Между тем в жизни Маши, Александры и самого Жуковского назрела перемена. С одной стороны, жизнь с любимой сестрой была для Маши большим утешением. С другой, освоившись с новой ситуацией, Воейков нашел способ угнетать ее и при наличии мужа, достойного, всеми уважаемого Мойера, которого Воейков опасался, но находил способы обходить. Он знал, как легко причинить боль этим чувствительным существам, воспитанным идеалистом Жуковским не для жизни, а для погибели. А ему, уязвленному, униженному садисту, причинять боль близким было просто необходимо. Саша была отдана ему во власть. Маша думала, что ей-то удастся ускользнуть от него в браке, но она ошибалась. Он умел одним обидным словом, пренебрежительным жестом, притворным непониманием причинить ей боль. Она плакала (тайком от Мойера), и Воейков знал, что она ни в чем не признается мужу — чтоб не оскорбить его, чтоб не повредить Саше, не внести новые раздоры в семью… Сохранилось Машино письмо, дающее представление об этой семейной муке — о том, как жестоко может бездушный, циничный и завистливый человек, ставший «родственником», тайно тиранить домашних. Вот это письмо Маши к Авдотье Елагиной:

«…2 часа ночи. Друг! Наконец меня принудили иметь тайну от Мойера, — не для того, чтобы я не смела открыть ему сердце и боялась титула любовницы, но для того только, чтоб избавить его от того несносного горя, которого ненависть близкого человека мне делает… чем могла я навлечь такую ненависть? Он умел меня заставить посреди счастья желать смерти… решившись идти замуж, я желала одного покоя, и обещала ему отказать Мойеру, если в течение месяца он допустит меня спать спокойно и дышать на воле. Но Воейков дал мне десять расписок (из которых половина цела), а сам и одного часа не пробыл без сцен и историй. Пускай он вспомнит, как он обещал мне выкинуть меня за ноги на улицу, если он узнает, что я в тайной переписке с Жуковским. Мойер знает, что я не думала найти счастье, но Бог и Жуковский дали мне его вопреки Воейкову… Я пошлю копию с письма его Жуковскому, он поблагодарит его за ту дружбу, на которую мы оба столько полагались… Бедный мой Мойер спит спокойно, не воображая того, что происходит. Я бы желала дать знать Воейкову о его спокойствии; это единственное мщение, которое я себе позволяю…

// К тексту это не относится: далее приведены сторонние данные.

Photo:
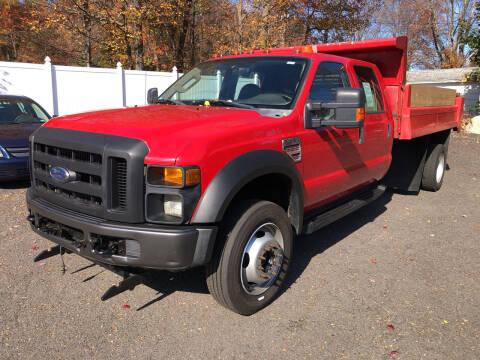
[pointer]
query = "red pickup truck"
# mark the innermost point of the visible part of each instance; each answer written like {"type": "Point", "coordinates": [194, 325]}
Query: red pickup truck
{"type": "Point", "coordinates": [235, 159]}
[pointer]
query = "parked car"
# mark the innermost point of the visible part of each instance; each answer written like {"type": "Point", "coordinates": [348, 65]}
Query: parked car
{"type": "Point", "coordinates": [236, 157]}
{"type": "Point", "coordinates": [20, 116]}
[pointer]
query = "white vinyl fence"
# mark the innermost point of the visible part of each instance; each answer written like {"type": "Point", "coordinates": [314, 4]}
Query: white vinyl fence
{"type": "Point", "coordinates": [63, 90]}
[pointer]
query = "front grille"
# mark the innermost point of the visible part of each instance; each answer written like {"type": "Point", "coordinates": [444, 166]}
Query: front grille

Когда Воейков уехал в Петербург, и мы остались спокойно целые три недели одни, то я скоро забыла все прошедшее и колебалась опять выходить замуж; Саша знала все, что у меня было на сердце, и уговаривала не идти; я имела слабость слушать ее с удовольствием и отвечала ей, подумав немного: но ведь Воейков воротится! и она начала опять меня уговаривать идти за Мойера. Теперь я благословляю все прошедшее, потому что оно меня принудило на счастье, и я счастлива совершенно… мужа я почитаю и люблю лучше всего на свете…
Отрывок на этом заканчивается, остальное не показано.